By: Joe Strupp
The Sun of Baltimore on Monday filed an appeal in its lawsuit against Maryland Gov. Robert L. Ehrlich Jr., one month after a federal judge dismissed the paper’s suit and ruled the governor had the right to ban state employees from speaking to two Sun writers, the paper reported Tuesday.
In a one-page notice, the paper appealed to the 4th U.S. Circuit Court of Appeals in Richmond, Va. A three-judge panel of the court will hear oral arguments in the case, and an opinion could come with a few months.
Last month, U.S. District Judge William D. Quarles Jr. dismissed the Sun’s lawsuit against the governor and refused to lift the ban, now four months old, that targets State House bureau chief David Nitkin and columnist Michael Olesker.
“We have this terrible precedent that was set by Judge Quarles,” Sun Editor Timothy A. Franklin said in Tuesday’s paper. “We think he ignored the First Amendment arguments in the case and misinterpreted the level of access we’re seeking. We’re not asking for special access. We’re just asking for the same level of access as every other citizen.”

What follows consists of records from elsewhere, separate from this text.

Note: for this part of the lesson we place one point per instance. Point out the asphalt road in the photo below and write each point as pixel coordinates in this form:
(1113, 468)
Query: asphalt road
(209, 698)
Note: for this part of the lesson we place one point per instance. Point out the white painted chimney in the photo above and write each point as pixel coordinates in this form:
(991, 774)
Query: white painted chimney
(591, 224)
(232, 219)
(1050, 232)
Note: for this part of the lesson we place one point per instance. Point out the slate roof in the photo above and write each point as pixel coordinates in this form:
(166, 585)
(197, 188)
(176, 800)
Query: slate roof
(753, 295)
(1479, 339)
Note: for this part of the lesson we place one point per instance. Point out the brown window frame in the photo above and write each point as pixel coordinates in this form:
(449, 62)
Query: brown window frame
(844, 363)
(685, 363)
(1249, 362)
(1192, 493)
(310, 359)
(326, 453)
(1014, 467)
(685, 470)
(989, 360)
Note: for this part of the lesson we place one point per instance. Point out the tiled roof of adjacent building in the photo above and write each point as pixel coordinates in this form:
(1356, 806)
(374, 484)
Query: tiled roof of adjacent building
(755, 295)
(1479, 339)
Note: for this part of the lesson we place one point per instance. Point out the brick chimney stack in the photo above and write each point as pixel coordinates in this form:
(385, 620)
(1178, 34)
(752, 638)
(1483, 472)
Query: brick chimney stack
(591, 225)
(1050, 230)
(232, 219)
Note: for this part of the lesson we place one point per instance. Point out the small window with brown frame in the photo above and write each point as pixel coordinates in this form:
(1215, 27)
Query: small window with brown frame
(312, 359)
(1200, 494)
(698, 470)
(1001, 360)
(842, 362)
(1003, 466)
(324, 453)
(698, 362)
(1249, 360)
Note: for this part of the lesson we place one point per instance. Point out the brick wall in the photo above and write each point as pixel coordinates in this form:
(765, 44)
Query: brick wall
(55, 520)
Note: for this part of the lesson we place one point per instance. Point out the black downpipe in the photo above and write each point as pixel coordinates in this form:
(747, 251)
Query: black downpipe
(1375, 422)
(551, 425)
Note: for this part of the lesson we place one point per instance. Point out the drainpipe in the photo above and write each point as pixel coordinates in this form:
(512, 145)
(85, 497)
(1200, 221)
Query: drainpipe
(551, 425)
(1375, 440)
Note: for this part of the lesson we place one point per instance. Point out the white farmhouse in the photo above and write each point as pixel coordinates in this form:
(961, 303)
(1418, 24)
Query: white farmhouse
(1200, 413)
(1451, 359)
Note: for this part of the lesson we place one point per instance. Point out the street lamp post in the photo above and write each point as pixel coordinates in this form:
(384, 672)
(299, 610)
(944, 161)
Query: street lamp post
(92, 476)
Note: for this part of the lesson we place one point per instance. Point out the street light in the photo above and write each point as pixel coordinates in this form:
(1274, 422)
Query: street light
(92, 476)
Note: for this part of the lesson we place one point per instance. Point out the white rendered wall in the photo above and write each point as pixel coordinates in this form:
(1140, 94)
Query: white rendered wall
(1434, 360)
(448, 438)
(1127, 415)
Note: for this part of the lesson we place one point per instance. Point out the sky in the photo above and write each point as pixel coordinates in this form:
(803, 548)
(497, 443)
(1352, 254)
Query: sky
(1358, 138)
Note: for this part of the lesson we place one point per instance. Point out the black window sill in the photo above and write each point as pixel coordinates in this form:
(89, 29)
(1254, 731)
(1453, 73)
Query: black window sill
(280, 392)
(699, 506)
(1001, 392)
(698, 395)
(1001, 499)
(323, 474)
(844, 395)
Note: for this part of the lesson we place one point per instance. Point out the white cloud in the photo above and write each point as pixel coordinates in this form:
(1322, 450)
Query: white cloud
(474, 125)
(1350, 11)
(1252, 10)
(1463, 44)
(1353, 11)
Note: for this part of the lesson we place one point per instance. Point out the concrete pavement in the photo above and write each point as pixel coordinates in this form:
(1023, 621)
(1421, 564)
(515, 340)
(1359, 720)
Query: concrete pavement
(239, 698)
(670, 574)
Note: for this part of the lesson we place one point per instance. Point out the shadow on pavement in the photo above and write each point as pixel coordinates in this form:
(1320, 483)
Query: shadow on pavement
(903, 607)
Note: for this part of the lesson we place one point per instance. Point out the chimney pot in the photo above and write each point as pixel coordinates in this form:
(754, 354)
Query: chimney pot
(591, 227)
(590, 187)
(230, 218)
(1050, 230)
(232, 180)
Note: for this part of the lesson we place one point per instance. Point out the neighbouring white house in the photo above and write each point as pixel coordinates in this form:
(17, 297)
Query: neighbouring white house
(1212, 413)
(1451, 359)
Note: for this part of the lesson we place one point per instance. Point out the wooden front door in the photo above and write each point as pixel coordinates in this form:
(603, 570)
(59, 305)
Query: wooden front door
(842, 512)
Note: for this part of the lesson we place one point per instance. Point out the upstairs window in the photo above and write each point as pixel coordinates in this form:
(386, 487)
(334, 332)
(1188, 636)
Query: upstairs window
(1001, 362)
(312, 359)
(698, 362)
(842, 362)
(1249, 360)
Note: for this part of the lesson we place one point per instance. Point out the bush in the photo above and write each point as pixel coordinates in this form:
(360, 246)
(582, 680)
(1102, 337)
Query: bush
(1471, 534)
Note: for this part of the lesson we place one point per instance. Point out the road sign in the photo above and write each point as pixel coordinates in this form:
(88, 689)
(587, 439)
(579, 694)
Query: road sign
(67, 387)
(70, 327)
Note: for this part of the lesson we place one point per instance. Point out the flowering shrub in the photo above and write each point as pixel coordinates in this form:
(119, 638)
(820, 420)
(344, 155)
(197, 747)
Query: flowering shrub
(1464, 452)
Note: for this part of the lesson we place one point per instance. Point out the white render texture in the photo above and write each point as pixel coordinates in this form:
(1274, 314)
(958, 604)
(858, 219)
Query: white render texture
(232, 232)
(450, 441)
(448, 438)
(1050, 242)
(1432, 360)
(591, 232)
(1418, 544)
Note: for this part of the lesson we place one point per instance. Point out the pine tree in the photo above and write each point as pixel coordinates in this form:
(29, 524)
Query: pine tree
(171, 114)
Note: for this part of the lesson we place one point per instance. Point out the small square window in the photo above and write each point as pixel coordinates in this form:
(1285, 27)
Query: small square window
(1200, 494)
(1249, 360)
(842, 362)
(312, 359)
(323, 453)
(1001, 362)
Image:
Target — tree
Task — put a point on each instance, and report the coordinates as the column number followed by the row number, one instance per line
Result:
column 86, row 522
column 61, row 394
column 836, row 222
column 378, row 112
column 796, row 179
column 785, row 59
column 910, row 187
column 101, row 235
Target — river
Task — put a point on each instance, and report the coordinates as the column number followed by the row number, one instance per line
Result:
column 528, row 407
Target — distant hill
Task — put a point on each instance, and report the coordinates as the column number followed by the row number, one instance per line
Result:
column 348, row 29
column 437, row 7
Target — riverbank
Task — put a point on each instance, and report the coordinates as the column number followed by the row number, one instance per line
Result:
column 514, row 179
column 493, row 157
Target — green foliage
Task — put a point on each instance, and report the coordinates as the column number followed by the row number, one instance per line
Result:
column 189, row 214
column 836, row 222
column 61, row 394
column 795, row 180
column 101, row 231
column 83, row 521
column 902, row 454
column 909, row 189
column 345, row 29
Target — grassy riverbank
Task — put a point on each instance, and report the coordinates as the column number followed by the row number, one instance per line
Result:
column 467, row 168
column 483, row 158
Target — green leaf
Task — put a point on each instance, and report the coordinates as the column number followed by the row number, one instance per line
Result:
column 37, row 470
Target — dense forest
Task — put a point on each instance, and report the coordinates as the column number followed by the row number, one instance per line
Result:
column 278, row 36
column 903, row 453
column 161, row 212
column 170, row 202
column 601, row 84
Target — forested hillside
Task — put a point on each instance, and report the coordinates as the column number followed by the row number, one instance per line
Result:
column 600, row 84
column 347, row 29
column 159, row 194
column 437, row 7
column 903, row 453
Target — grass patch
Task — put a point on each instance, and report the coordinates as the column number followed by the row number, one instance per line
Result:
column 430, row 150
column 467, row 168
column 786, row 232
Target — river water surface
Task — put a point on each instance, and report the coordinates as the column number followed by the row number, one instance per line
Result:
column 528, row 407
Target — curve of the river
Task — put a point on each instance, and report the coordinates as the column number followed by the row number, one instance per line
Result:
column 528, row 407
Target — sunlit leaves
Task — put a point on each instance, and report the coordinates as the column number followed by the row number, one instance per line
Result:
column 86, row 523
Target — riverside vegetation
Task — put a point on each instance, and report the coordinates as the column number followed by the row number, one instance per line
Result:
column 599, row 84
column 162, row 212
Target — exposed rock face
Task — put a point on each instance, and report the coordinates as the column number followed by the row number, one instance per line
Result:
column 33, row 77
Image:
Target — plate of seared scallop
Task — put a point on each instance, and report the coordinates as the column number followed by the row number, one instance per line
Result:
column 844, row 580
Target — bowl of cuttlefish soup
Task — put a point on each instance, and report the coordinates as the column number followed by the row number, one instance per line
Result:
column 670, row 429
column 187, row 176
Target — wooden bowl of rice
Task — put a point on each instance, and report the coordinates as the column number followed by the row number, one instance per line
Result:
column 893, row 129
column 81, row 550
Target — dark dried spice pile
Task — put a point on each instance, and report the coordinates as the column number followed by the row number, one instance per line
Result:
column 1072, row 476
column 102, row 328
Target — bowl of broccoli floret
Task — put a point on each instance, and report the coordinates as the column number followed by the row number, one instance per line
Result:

Last November, Ehrlich’s office banned state employees from speaking with Nitkin and Olesker, saying they were “failing to objectively report” on the administration, the paper noted.
The Sun argues that the ban violates the First Amendment rights of the two journalists by denying them the same opportunities to seek information as other news organizations and citizens. A spokeswoman for Ehrlich told the paper the governor’s office had no comment on the appeal.